Amazônia concentrou 80% da perda florestal no Brasil
Cerca de dois terços da destruição no território brasileiro foi causada por incêndios, majoritariamente associados a ações humanas, como queimadas não controladas. A Amazônia respondeu por 80% da perda total no país. A devastação compromete não apenas o combate à mudança climática, mas também a estabilidade de ecossistemas que sustentam um terço da população mundial, além de interferir em regimes locais de temperatura e precipitação.
América do Sul e África também enfrentam aumento na devastação
A seca e as temperaturas extremas também provocaram incêndios mais intensos em países vizinhos, como Bolívia e Colômbia. Nesses locais, a pressão da agropecuária, mineração e extração de madeira contribuiu para o avanço do desmatamento.
Na Bacia do Congo, segundo maior sumidouro de carbono do mundo, a perda de florestas primárias também aumentou. A pobreza extrema e os conflitos armados, especialmente na República Democrática do Congo, ampliaram a dependência da floresta para sobrevivência. Na vizinha República do Congo, 45% da destruição foram causados por incêndios.
“Florestas se tornaram iscas”, alerta WRI
Segundo o diretor global de florestas do WRI, Rod Taylor, os incêndios vêm se tornando mais violentos devido à degradação prévia das florestas. “A causa subjacente de grande parte disso é a mudança climática, que, em última análise, é alimentada por atividades humanas”, afirmou.
“As florestas que antes conseguiam resistir ao fogo agora se tornaram iscas, prontas para explodir”, completou Taylor em entrevista à DW.

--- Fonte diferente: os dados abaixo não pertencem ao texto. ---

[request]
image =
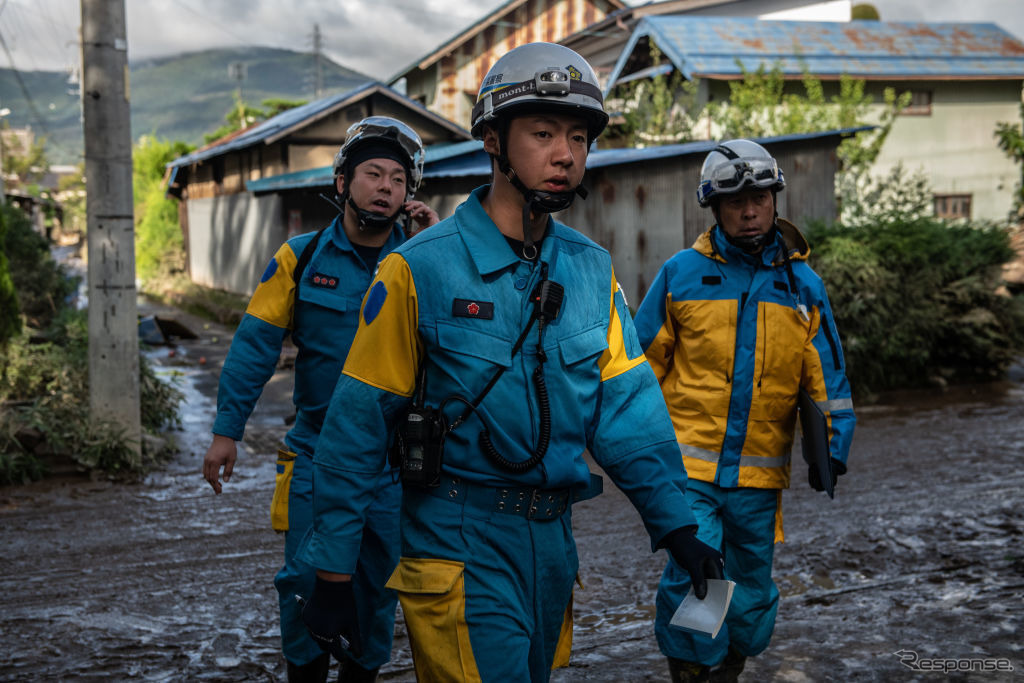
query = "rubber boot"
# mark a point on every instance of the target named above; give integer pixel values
(349, 672)
(681, 671)
(314, 672)
(729, 669)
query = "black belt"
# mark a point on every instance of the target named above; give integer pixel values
(535, 504)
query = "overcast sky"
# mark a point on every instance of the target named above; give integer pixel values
(375, 37)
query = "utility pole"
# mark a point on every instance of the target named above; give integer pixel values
(114, 383)
(318, 74)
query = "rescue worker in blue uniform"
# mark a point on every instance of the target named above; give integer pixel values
(311, 290)
(733, 328)
(504, 332)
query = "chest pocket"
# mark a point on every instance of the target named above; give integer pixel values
(346, 297)
(462, 344)
(581, 346)
(704, 356)
(783, 336)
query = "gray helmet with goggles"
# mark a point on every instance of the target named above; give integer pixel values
(735, 165)
(380, 136)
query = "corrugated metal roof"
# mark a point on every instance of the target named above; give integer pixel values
(702, 46)
(275, 127)
(468, 159)
(486, 22)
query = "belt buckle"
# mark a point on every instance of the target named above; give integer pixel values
(554, 507)
(535, 498)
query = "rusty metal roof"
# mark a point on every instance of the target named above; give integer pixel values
(716, 46)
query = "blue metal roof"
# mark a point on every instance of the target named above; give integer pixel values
(274, 127)
(711, 46)
(468, 160)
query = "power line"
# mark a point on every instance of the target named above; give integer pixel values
(25, 89)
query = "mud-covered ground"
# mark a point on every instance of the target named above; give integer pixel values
(921, 553)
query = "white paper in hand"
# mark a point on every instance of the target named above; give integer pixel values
(705, 615)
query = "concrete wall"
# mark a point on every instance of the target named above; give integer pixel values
(955, 145)
(232, 257)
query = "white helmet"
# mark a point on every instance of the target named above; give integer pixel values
(735, 164)
(392, 133)
(540, 77)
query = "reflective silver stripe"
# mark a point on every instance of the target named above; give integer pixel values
(699, 454)
(835, 404)
(758, 461)
(744, 461)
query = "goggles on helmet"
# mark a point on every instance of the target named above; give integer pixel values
(377, 126)
(731, 175)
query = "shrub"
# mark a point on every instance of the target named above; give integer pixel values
(44, 389)
(42, 285)
(915, 301)
(10, 313)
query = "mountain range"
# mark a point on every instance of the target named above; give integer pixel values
(179, 97)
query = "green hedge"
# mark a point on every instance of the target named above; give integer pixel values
(918, 302)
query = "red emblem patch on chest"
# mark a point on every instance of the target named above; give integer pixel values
(469, 308)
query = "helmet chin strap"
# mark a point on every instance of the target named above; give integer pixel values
(369, 221)
(752, 243)
(537, 201)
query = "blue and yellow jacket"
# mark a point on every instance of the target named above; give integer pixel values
(322, 324)
(731, 343)
(454, 299)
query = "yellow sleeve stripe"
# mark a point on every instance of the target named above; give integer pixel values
(387, 347)
(615, 359)
(272, 301)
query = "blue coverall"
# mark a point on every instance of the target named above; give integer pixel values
(732, 338)
(488, 558)
(322, 324)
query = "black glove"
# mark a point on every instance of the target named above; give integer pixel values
(814, 476)
(699, 559)
(331, 617)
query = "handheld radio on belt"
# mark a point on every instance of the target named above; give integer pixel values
(419, 444)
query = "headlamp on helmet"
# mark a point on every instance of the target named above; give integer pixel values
(552, 82)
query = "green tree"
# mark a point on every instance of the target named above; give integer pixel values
(864, 11)
(159, 243)
(662, 110)
(26, 160)
(1011, 139)
(10, 314)
(760, 107)
(243, 115)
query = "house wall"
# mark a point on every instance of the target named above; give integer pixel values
(449, 86)
(643, 213)
(955, 145)
(249, 230)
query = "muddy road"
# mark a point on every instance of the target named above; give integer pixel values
(921, 553)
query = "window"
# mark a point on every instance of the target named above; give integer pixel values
(921, 103)
(952, 206)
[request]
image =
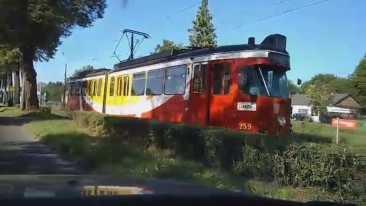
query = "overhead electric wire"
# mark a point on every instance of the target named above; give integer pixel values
(282, 13)
(186, 8)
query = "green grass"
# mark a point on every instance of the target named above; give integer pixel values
(9, 111)
(355, 138)
(74, 143)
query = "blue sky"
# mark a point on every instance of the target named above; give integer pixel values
(325, 38)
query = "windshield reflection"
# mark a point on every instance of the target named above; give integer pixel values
(276, 81)
(263, 81)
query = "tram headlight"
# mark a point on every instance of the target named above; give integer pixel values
(281, 121)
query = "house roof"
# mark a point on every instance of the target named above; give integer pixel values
(303, 99)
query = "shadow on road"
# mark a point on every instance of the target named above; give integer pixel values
(29, 117)
(30, 157)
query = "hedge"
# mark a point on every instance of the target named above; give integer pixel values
(296, 161)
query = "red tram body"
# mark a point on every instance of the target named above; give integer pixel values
(239, 87)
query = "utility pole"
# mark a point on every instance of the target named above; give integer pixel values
(65, 82)
(131, 41)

Incêndios em florestas boreais também bateram recorde
O aumento da devastação não se limitou aos trópicos. Incêndios de grande escala nas florestas boreais do Canadá e da Rússia contribuíram para um total de 30 milhões de hectares perdidos no mundo em 2024. As emissões globais de incêndios somaram 4,1 gigatoneladas de CO₂, agravando a crise climática.
Apesar de os incêndios serem parte do ciclo natural das florestas boreais, Sarah Carter, pesquisadora da Global Forest Watch, alerta para “circuitos de retorno”, nos quais o solo mais seco e o calor favorecem incêndios mais intensos a cada ano.

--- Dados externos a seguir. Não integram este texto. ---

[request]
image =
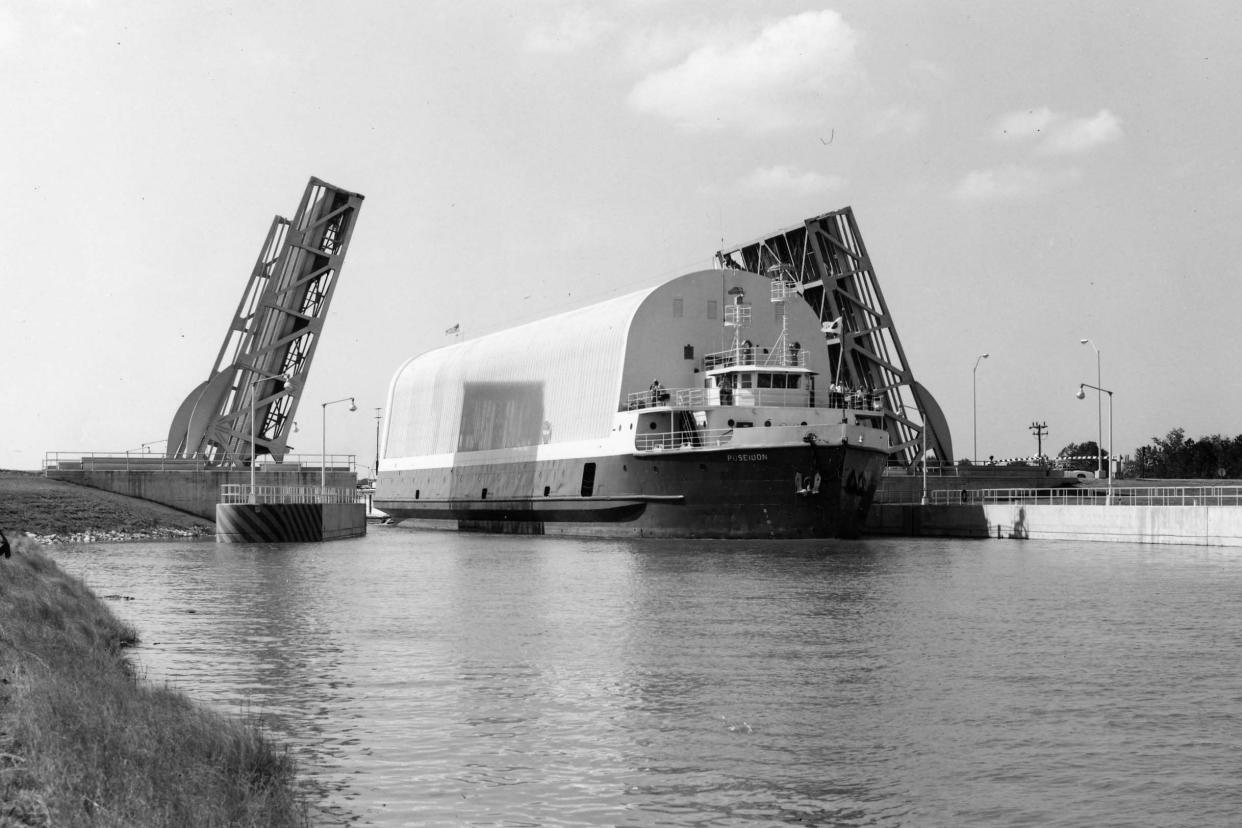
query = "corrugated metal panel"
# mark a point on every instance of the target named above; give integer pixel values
(562, 373)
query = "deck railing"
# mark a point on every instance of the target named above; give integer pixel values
(683, 440)
(266, 494)
(756, 356)
(135, 461)
(754, 397)
(1129, 495)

Indonésia e Malásia reduzem perda com tecnologia e ação comunitária
Na contramão da tendência, países como Indonésia e Malásia conseguiram reduzir a perda de florestas em 2024. A Indonésia registrou queda de 11% e a Malásia, de 13%, graças a políticas públicas mais rígidas, envolvimento de comunidades locais e uso de tecnologia para monitoramento quase em tempo real.
“A vantagem dessas informações é que elas estão disponíveis quase todos os dias, indicando onde a floresta está sendo destruída”, destacou Carter. Ela aponta que o engajamento do setor privado e o uso de aplicativos de monitoramento foram fundamentais para o resultado.
Governança ambiental enfraquecida preocupa especialistas
Matt Hansen, professor da Universidade de Maryland e coordenador do Global Land Analysis and Discovery Lab, alertou que o enfraquecimento da governança ambiental, inclusive nos Estados Unidos, dificulta os esforços de proteção florestal. “Esses dados devem estimular muito mais do que preocupar”, afirmou. “É preciso que governos e cidadãos ajam com urgência.”